Terraform Explanation

  1. GitHub Link : GitHub
YouTube video with the explanation

This code is parameterized and we are using different modules for every Azure Resource. This allows us to manage our code along with enabling the reusability. The parent directory Data Lake Deployment contains two subfolders :

  1. terraform-modules
    • This directory contains all the modules.
    • Any variable conditional needs to be checked in the variable.tf file under respective module
  2. terraform-resources
    • This folder has these files :
      • main.tf -> This file contains all the resources that we are going to deploy.
      • variables.tf -> Variables are defined in this file.
      • terraform.tfvars -> Tfvars file is automatically loaded without any additional option. This is the file where you need to update your resource values\names.

Usage :

Things to keep in mind are :

  1. We are using Azure BLOB as backend configuration, so you need to ensure the storage account and container mentioned in the backend configuration exists.
  2. Since we are using data block to fetch key vault secrets, where we store all our sensitive information. The key vault and the secrets should already exist.
  3. Data lake linked service is configured using “Data Lake Deployment\terraform-modules\data-lake\main.tf” file. I haven’t written code to implement data set because that can vary depending on the requirement. But this can be easily added based on the requirement.
  4. App service site config is configured using line number 22 to 26 under “Data Lake Deployment\terraform-modules\webapp\main.tf” file. The application framework can be changed using these lines (ex: Java, Python, DotNet etc.)

To run this example, simply follow to steps below:

  1. Open terraform.tfvars file under terraform-resources folder and update parameters based on your requirement.

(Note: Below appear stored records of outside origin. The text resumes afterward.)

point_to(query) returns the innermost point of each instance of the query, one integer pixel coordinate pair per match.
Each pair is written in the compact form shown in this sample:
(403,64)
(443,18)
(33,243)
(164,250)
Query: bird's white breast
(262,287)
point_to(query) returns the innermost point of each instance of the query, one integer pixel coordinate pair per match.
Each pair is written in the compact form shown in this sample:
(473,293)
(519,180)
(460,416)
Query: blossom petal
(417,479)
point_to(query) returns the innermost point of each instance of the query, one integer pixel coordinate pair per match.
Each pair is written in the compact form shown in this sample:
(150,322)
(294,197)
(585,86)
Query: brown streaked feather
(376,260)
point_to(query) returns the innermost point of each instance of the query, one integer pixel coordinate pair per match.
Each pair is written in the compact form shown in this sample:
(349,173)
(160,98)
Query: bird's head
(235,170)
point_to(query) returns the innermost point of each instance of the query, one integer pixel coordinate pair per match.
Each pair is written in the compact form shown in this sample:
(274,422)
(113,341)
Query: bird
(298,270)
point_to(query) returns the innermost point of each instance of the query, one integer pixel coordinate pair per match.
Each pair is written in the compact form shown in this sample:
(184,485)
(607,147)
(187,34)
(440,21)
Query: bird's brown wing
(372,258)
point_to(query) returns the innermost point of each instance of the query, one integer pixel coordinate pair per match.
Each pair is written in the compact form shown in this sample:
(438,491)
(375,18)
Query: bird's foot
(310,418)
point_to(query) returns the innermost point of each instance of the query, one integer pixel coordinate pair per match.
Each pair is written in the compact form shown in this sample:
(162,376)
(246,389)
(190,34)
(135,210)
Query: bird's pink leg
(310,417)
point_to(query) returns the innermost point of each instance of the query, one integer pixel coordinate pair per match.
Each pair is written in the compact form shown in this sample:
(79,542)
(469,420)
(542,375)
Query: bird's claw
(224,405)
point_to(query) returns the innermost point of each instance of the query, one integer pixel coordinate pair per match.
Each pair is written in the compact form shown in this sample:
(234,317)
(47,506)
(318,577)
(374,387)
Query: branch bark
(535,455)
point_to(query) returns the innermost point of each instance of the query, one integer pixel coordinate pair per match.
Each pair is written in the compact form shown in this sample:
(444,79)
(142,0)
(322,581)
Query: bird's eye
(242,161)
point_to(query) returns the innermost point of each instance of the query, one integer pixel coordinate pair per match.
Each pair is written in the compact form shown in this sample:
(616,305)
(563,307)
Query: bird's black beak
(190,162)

It can be region\resource group\SKU.
  2. Open command prompt or powershell and change the working directory to terraform-resources folder, if the terminal is opened in Data Lake Deployment directory, use :
  cd terraform-resources

  terraform init
  terraform plan
  terraform apply


Explanation :

  1. Terraform init -> It initializes the directory and downloads required provider along with configuring the module.
  2. Terraform plan -> This helps you verify the code is going to deploy the resources as expected. This also ensures we don’t face any unwanted surprise. This isn’t mandatory, but a recommended step.
  3. Terraform apply -> This step applies the resources specified in this code. This will ask you to approve this later. We can skip manual approval by using –auto-approve parameter.

Best Practices & Recommendations

  1. Use Terraform workspaces for easier management of the deployments. This can also help us manage Dev, UAT and Production deployments instead of creating multiple state files\directories.
  2. If you are creating new resources\variables. Ensure naming convention is easily relatable, since we have a lot of variables in this code.
  3. Use conditionals to avoid unwanted surprises.